Remix.run Logo
jamincan 2 days ago

For what it's worth, when I ask ChatGPT 5, it gets the correct answer every time. The response varies, but the answer is always three.

ViewTrick1002 2 days ago | parent [-]

Now try a different language. My take is hard RL tuning to fix these "gotcha:s" since the underlying model can't do it on its own.

OpenAI is working on ChatGPT the application and ecosystem. They have transitioned from model building to software engineering with RL tuning and integration of various services to solve the problems the model can't do on its own. Make it feel smart rather than be smart.

This means that as soon as you find a problem where you step out of the guided experience you get the raw model again which fails when encountering these "gotchas".

Edit - Here's an example where we see a very tuned RL experience in English where a whole load of context is added on how to solve the problem while the Swedish prompt for the same word fails.

https://imgur.com/a/SlD84Ih

ACCount37 2 days ago | parent [-]

You can tell it "be careful about the tokenizer issues" in Swedish and see how that changes the behavior.

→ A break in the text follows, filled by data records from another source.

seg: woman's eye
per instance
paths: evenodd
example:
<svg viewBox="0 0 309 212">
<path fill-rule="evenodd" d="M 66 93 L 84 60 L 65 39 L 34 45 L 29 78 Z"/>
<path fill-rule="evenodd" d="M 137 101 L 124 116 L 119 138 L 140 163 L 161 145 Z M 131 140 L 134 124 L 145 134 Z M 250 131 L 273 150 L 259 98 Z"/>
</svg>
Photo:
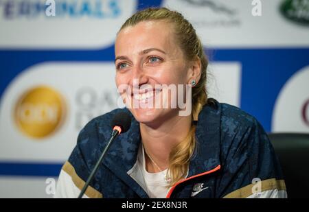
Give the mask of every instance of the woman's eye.
<svg viewBox="0 0 309 212">
<path fill-rule="evenodd" d="M 149 58 L 148 62 L 152 63 L 152 62 L 159 62 L 160 60 L 161 60 L 161 59 L 159 58 L 152 56 L 152 57 Z"/>
<path fill-rule="evenodd" d="M 117 66 L 117 69 L 122 69 L 124 68 L 126 68 L 127 67 L 126 63 L 120 63 Z"/>
</svg>

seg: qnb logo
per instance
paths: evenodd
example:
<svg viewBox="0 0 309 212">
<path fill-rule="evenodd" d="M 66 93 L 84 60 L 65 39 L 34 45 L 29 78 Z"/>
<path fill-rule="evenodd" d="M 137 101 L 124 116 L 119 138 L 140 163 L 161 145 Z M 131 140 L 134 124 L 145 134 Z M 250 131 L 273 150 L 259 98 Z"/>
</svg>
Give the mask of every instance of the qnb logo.
<svg viewBox="0 0 309 212">
<path fill-rule="evenodd" d="M 14 110 L 14 119 L 24 134 L 43 139 L 59 128 L 65 111 L 65 104 L 60 93 L 49 87 L 38 86 L 27 91 L 19 99 Z"/>
<path fill-rule="evenodd" d="M 309 127 L 309 99 L 305 102 L 302 106 L 301 117 L 306 125 Z"/>
<path fill-rule="evenodd" d="M 3 19 L 36 19 L 41 16 L 113 19 L 117 18 L 121 11 L 117 0 L 0 1 L 0 16 Z"/>
</svg>

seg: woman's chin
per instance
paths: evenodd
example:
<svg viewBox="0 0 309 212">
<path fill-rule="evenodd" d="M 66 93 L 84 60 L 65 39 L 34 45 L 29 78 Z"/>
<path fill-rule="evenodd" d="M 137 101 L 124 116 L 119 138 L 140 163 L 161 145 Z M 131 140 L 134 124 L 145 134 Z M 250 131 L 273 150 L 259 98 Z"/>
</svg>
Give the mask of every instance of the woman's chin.
<svg viewBox="0 0 309 212">
<path fill-rule="evenodd" d="M 159 110 L 155 108 L 135 108 L 133 115 L 139 123 L 147 123 L 154 121 L 159 117 Z"/>
</svg>

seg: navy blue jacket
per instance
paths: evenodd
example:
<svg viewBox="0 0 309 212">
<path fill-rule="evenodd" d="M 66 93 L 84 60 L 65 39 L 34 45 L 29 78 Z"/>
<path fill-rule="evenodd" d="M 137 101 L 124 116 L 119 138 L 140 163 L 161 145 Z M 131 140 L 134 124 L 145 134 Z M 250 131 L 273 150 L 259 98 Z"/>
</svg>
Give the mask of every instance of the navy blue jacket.
<svg viewBox="0 0 309 212">
<path fill-rule="evenodd" d="M 262 126 L 240 108 L 214 102 L 199 114 L 197 145 L 188 176 L 172 187 L 167 197 L 276 197 L 278 191 L 286 192 L 280 165 Z M 131 115 L 131 127 L 112 143 L 90 184 L 93 192 L 88 196 L 148 198 L 127 174 L 137 161 L 141 135 L 139 123 L 126 108 L 115 109 L 88 123 L 62 169 L 81 189 L 110 138 L 111 120 L 119 111 Z M 199 192 L 198 185 L 207 189 Z M 198 193 L 192 195 L 196 191 Z M 268 196 L 263 196 L 265 192 Z"/>
</svg>

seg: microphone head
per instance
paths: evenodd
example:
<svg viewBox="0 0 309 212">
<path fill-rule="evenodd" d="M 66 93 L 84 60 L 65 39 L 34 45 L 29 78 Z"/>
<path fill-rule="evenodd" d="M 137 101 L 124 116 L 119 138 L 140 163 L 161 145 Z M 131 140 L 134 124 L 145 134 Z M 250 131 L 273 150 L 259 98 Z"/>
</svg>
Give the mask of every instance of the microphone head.
<svg viewBox="0 0 309 212">
<path fill-rule="evenodd" d="M 121 132 L 126 132 L 131 126 L 131 117 L 125 112 L 117 113 L 111 122 L 112 128 L 119 126 L 122 128 Z"/>
</svg>

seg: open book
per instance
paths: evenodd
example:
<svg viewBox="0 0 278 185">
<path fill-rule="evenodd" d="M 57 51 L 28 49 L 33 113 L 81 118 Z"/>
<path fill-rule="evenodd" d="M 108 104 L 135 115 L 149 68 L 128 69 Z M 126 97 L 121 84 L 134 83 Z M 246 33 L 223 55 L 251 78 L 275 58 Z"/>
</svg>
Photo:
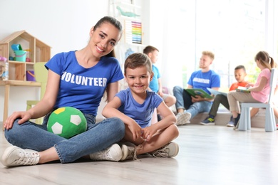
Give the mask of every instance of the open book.
<svg viewBox="0 0 278 185">
<path fill-rule="evenodd" d="M 185 90 L 192 96 L 195 97 L 196 95 L 200 95 L 202 97 L 206 97 L 209 99 L 213 98 L 210 95 L 202 89 L 185 89 Z"/>
<path fill-rule="evenodd" d="M 216 96 L 217 95 L 222 95 L 227 96 L 227 92 L 220 92 L 220 91 L 218 91 L 218 90 L 216 90 L 214 89 L 211 89 L 209 88 L 207 88 L 207 89 L 210 92 L 210 93 L 212 93 L 215 96 Z"/>
<path fill-rule="evenodd" d="M 250 91 L 248 90 L 247 88 L 238 86 L 237 89 L 235 89 L 237 92 L 243 92 L 247 93 L 250 93 Z"/>
</svg>

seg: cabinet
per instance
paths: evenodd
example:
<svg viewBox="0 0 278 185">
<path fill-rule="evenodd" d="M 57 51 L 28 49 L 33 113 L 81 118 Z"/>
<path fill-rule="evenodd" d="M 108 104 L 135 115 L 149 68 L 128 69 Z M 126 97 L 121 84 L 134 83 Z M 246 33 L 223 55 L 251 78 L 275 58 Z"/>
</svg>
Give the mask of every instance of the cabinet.
<svg viewBox="0 0 278 185">
<path fill-rule="evenodd" d="M 34 70 L 36 62 L 46 62 L 51 58 L 51 47 L 26 31 L 13 33 L 0 41 L 0 56 L 6 58 L 14 57 L 11 45 L 20 44 L 23 50 L 29 50 L 31 62 L 9 60 L 9 80 L 26 81 L 26 71 Z"/>
</svg>

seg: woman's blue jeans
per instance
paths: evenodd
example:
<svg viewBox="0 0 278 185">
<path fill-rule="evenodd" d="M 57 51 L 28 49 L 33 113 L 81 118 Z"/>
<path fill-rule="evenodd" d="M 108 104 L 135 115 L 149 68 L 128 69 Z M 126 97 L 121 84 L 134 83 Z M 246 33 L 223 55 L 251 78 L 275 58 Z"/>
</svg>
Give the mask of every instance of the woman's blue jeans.
<svg viewBox="0 0 278 185">
<path fill-rule="evenodd" d="M 119 142 L 125 135 L 125 125 L 112 117 L 96 123 L 96 117 L 84 114 L 87 131 L 68 139 L 47 131 L 46 115 L 43 125 L 26 122 L 19 125 L 16 120 L 11 130 L 5 130 L 9 142 L 23 149 L 42 152 L 54 147 L 61 163 L 73 162 L 83 156 L 101 151 Z"/>
<path fill-rule="evenodd" d="M 202 101 L 193 103 L 190 95 L 180 86 L 175 86 L 173 92 L 177 99 L 175 102 L 176 109 L 184 109 L 185 112 L 191 113 L 191 119 L 198 113 L 210 112 L 212 107 L 211 102 Z"/>
</svg>

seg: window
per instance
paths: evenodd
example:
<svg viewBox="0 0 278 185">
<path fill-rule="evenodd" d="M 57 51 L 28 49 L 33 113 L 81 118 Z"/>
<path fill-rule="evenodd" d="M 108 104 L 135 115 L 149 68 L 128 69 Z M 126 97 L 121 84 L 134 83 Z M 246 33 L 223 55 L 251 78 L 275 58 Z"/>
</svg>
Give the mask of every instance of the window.
<svg viewBox="0 0 278 185">
<path fill-rule="evenodd" d="M 202 51 L 208 50 L 215 53 L 215 59 L 211 68 L 220 75 L 221 87 L 225 90 L 235 82 L 234 69 L 238 65 L 244 65 L 247 68 L 246 80 L 254 82 L 259 73 L 254 60 L 258 51 L 267 51 L 277 60 L 275 56 L 278 51 L 275 48 L 277 48 L 278 33 L 275 32 L 277 36 L 274 40 L 275 37 L 267 33 L 267 22 L 269 18 L 274 18 L 274 14 L 277 11 L 274 9 L 273 13 L 266 11 L 268 7 L 273 7 L 274 0 L 163 2 L 165 4 L 163 11 L 159 11 L 153 4 L 150 13 L 150 19 L 152 14 L 158 17 L 158 14 L 160 14 L 164 21 L 164 27 L 155 25 L 157 20 L 153 22 L 151 20 L 150 23 L 150 30 L 155 33 L 150 36 L 150 43 L 154 45 L 155 39 L 163 38 L 162 62 L 158 64 L 160 67 L 163 83 L 167 82 L 170 87 L 183 85 L 186 88 L 191 73 L 199 69 Z M 269 2 L 273 4 L 269 5 Z M 159 2 L 153 1 L 155 3 Z M 274 20 L 273 23 L 277 21 Z M 275 30 L 277 28 L 273 31 Z M 268 51 L 269 41 L 274 43 L 271 51 Z M 170 66 L 167 64 L 169 61 Z M 179 80 L 180 78 L 182 80 Z"/>
</svg>

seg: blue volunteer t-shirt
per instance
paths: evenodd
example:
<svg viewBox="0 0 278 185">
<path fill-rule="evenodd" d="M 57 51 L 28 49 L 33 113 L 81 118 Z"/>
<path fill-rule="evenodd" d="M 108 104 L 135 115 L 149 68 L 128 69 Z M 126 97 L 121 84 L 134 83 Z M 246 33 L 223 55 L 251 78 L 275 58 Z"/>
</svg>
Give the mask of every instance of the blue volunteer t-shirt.
<svg viewBox="0 0 278 185">
<path fill-rule="evenodd" d="M 153 91 L 158 92 L 159 90 L 158 79 L 160 78 L 160 73 L 159 73 L 158 67 L 155 65 L 153 65 L 153 80 L 150 82 L 149 87 Z"/>
<path fill-rule="evenodd" d="M 220 88 L 220 77 L 212 70 L 206 73 L 202 73 L 200 70 L 192 73 L 187 84 L 192 85 L 193 88 L 202 89 L 210 95 L 207 88 Z"/>
<path fill-rule="evenodd" d="M 139 104 L 134 100 L 130 88 L 123 90 L 115 95 L 122 103 L 118 110 L 133 119 L 142 128 L 150 126 L 153 110 L 163 102 L 163 99 L 157 93 L 148 90 L 143 104 Z"/>
<path fill-rule="evenodd" d="M 123 78 L 116 58 L 104 56 L 95 66 L 85 68 L 78 64 L 75 51 L 55 55 L 46 67 L 61 76 L 53 108 L 73 107 L 94 116 L 108 84 Z"/>
</svg>

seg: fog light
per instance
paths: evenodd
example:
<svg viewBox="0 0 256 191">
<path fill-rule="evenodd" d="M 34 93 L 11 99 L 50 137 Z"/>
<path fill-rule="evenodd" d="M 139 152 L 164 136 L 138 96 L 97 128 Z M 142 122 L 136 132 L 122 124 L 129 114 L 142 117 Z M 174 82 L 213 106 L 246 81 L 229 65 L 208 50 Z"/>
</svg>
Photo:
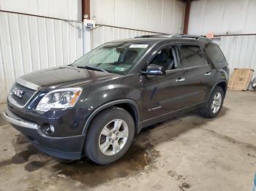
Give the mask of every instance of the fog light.
<svg viewBox="0 0 256 191">
<path fill-rule="evenodd" d="M 42 130 L 45 134 L 53 134 L 54 133 L 54 126 L 51 124 L 44 124 Z"/>
</svg>

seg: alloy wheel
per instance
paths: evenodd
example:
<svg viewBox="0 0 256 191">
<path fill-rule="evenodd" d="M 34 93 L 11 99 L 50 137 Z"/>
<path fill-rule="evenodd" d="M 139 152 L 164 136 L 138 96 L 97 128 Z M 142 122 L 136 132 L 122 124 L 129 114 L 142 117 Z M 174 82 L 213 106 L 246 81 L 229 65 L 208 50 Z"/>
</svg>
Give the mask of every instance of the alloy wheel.
<svg viewBox="0 0 256 191">
<path fill-rule="evenodd" d="M 214 96 L 213 102 L 211 104 L 211 111 L 216 114 L 219 110 L 222 105 L 222 97 L 220 93 L 217 93 Z"/>
<path fill-rule="evenodd" d="M 114 155 L 126 144 L 129 135 L 125 121 L 116 119 L 104 126 L 99 138 L 100 151 L 105 155 Z"/>
</svg>

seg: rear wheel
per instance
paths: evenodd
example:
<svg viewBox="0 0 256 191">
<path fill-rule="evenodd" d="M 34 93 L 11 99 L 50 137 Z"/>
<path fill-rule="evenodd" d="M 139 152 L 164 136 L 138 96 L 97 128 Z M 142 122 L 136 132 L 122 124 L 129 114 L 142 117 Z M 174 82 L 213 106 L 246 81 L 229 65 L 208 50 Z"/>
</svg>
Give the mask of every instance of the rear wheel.
<svg viewBox="0 0 256 191">
<path fill-rule="evenodd" d="M 222 87 L 217 86 L 211 93 L 206 105 L 200 111 L 200 114 L 206 118 L 215 117 L 222 108 L 223 101 L 224 91 Z"/>
<path fill-rule="evenodd" d="M 135 123 L 130 114 L 118 107 L 99 113 L 89 129 L 85 151 L 94 163 L 108 164 L 121 157 L 130 147 Z"/>
</svg>

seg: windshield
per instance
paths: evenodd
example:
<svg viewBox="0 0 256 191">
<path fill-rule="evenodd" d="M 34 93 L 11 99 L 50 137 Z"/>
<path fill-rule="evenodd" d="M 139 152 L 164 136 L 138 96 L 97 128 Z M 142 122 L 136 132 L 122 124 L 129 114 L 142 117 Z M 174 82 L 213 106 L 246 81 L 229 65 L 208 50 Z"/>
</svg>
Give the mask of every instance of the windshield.
<svg viewBox="0 0 256 191">
<path fill-rule="evenodd" d="M 145 44 L 106 43 L 82 56 L 72 66 L 124 75 L 148 48 L 148 44 Z"/>
</svg>

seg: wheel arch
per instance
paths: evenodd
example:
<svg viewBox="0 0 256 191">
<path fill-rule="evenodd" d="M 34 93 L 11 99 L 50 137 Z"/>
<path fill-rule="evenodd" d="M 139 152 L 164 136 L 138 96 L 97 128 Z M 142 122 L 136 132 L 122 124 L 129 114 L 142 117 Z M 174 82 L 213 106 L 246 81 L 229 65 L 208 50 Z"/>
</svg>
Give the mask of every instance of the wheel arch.
<svg viewBox="0 0 256 191">
<path fill-rule="evenodd" d="M 227 93 L 227 81 L 225 80 L 220 80 L 219 82 L 217 82 L 217 83 L 215 83 L 215 85 L 212 87 L 211 92 L 209 93 L 209 94 L 207 96 L 207 100 L 209 99 L 212 92 L 214 90 L 215 87 L 219 86 L 220 87 L 222 88 L 223 92 L 224 92 L 224 96 L 226 95 Z"/>
<path fill-rule="evenodd" d="M 139 122 L 138 106 L 134 101 L 132 101 L 129 99 L 121 99 L 121 100 L 116 100 L 116 101 L 106 103 L 99 106 L 98 108 L 97 108 L 88 117 L 86 122 L 86 124 L 83 127 L 82 134 L 86 135 L 86 132 L 89 127 L 90 126 L 91 122 L 99 112 L 102 112 L 105 109 L 110 108 L 111 106 L 117 106 L 119 108 L 122 108 L 127 110 L 132 115 L 135 121 L 135 133 L 136 133 L 138 130 L 138 124 Z"/>
</svg>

The only thing that this stupid test demonstrates is that LLM metacognitive skills are still lacking. Which shouldn't be a surprise to anyone. The only surprising thing is that they have metacognitive skills, despite the base model training doing very little to encourage their development.

lossyalgo a day ago | parent [-]

LLMs were not designed to count letters[0] since they work with tokens, so whatever trick they are now doing behind the scenes to handle this case, can probably only handle this particular case. I wonder if it's now included in the system prompt. I asked ChatGPT and it said it's now using len(str) and some other python scripts to do the counting, but who knows what's actually happening behind the scenes.

[0] https://arxiv.org/pdf/2502.16705

ACCount37 a day ago | parent [-]

There's no "trick behind the scenes" there. You can actually see the entire trick being performed right in front of you. You're just not paying attention.

That trick? The LLM has succeeded by spelling the entire word out letter by letter first.

It's much easier for an LLM to perform "tokenized word -> letters -> letter counts" than it is to perform "tokenized word -> letter counts" in one pass. But it doesn't know that! It copies human behavior from human text, and humans never had to deal with tokenizer issues in text!

You can either teach the LLM that explicitly, or just do RLVR on diverse tasks and hope it learns the tricks like this by itself.